Alcott · Little Women

Cookbook Outtakes: Beth’s Onion Soup

Sick

Author: Alcott, Louisa May
Book: Little Women
Difficulty rating: Pride and Prejudice (mainly because caramelizing onion is hard)
Deliciousness rating: Exceeds Expectations

Old Hannah never wearied of concocting dainty dishes to tempt a capricious appetite, dropping tears as she worked, and from across the sea came little gifts and cheerful letters, seeming to bring breaths of warmth and fragrance from lands that know no winter. (Chapter 40: “The Valley of the Shadow”)

We have a section devoted to “dainty dishes” in Beth’s chapter of our Little Women Cookbook. This onion soup was considered a “fine restorative after any unusual fatigue” by legendary cookbook author Eliza Leslie. It’s surprisingly complex in its flavor, especially considering how few ingredients go into it. How could this soup not be delicious, with the whole stick of butter in it?

(But we thought it was a bit too rich to be an appropriate dish for Beth, so we cut it from the cookbook when we needed the space.)

Broth

ONION SOUP
Based on Eliza Leslie’s Onion Soup Recipe from Directions for Cookery, in Its Various Branches (original recipe below!)
Makes 3-4 servings

Ingredients:

  • ½ cup (1 stick) butter
  • 4 small onions, sliced thin
  • 1 teaspoon salt, plus more as needed
  • 1 teaspoon flour
  • 1 quart boiling water, plus more as needed
  • ½ cup bread crust, cut into ¼-inch cubes
  • 2 egg yolks, beaten (These make a huge difference!)

Directions:

  1. Heat a Dutch oven or medium soup pot over medium-high heat and cook until it melts and sizzles.
  2. Caramelize the onions: Add just enough onions to cover the bottom of the pot, along with 1 teaspoon salt.

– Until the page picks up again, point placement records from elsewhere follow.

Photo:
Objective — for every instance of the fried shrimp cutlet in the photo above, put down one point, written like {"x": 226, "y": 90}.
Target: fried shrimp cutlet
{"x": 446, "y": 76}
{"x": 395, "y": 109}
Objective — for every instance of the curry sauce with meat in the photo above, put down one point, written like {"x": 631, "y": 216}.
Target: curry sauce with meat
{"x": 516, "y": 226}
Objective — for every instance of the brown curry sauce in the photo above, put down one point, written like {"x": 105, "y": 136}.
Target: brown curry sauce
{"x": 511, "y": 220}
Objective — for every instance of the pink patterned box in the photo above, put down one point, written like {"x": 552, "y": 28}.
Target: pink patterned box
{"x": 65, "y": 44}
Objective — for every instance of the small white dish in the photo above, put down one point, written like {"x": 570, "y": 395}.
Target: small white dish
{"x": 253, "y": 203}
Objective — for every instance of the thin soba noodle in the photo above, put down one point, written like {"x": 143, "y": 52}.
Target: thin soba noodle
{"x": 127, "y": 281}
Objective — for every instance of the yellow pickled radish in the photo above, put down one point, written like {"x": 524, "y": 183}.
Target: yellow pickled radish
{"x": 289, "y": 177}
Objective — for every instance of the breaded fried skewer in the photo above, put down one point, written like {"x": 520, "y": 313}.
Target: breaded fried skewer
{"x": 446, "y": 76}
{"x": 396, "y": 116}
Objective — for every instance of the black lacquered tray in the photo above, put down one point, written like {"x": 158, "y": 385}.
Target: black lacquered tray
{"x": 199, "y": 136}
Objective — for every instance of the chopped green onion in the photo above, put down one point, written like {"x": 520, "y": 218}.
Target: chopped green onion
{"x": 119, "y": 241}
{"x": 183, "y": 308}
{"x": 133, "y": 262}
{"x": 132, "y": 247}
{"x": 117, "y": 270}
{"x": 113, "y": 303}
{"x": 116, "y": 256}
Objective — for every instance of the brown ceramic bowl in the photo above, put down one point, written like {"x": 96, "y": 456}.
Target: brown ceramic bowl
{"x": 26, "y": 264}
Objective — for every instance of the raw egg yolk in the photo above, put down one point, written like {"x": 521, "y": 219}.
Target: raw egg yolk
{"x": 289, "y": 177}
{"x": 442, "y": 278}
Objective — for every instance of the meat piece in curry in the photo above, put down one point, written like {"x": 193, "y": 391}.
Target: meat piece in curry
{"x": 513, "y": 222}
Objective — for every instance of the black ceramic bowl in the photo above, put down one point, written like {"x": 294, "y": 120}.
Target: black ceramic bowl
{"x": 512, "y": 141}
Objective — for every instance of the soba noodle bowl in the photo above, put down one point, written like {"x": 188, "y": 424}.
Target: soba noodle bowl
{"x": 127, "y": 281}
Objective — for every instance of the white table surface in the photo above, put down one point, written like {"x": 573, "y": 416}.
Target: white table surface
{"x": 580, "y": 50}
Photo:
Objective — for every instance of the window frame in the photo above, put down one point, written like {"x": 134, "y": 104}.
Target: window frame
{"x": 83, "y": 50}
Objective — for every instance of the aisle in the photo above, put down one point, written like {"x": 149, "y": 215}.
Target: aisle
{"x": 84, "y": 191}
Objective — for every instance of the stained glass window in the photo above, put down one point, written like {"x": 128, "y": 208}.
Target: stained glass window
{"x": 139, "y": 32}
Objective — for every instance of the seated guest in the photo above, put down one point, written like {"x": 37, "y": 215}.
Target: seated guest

Stir frequently with a wooden spatula. Add a handful more onions once the batch in the pot has turned an even tan color. Repeat until you have added all the onions to the pot. Keep stirring until the onions turn a rich brown color, scraping the sides of the pot to keep them from burning, about 30-40 minutes.
  3. In a kettle or separate saucepan, bring a little more than a quart of water to a boil.
  4. Add the flour to the onions, and stir frequently for 5 minutes.
  5. Pour in the boiling water.
  6. Put in the cut bread crust and boil, stirring all the time, for 10 minutes.
  7. Take the pot off the heat, and after waiting a minute or two for the soup to stop boiling, stir in the beaten egg yolks.
  8. Add room temp/warm (not boiling) water to adjust the soup to the thickness you prefer.
  9. Season with salt to taste.

*****

From Eliza Leslie’s Directions for Cookery, in Its Various Branches 

ONION SOUP

Put half a pound of the best fresh butter into a stew-pan on the fire, and let it boil till it has done making a noise; then have ready twelve large onions peeled and cut small; throw them into the butter, add a little salt, and stew them a quarter of an hour. Then dredge in a little flour, and stir the whole very hard; and in five minutes pour in a quart of boiling water, and some of the upper crust of bread, cut small. Let the soup boil ten minutes longer, stirring it often; and after you take it from the fire, stir in the yolks of two beaten eggs, and serve it up immediately,

In France this soup is considered a fine restorative after any unusual fatigue. Instead of butter, the onions may be boiled in veal or chicken broth.

Alcott, Louisa. Little Women. Reprint. 1896. New York: Viking Penguin Inc, 1926.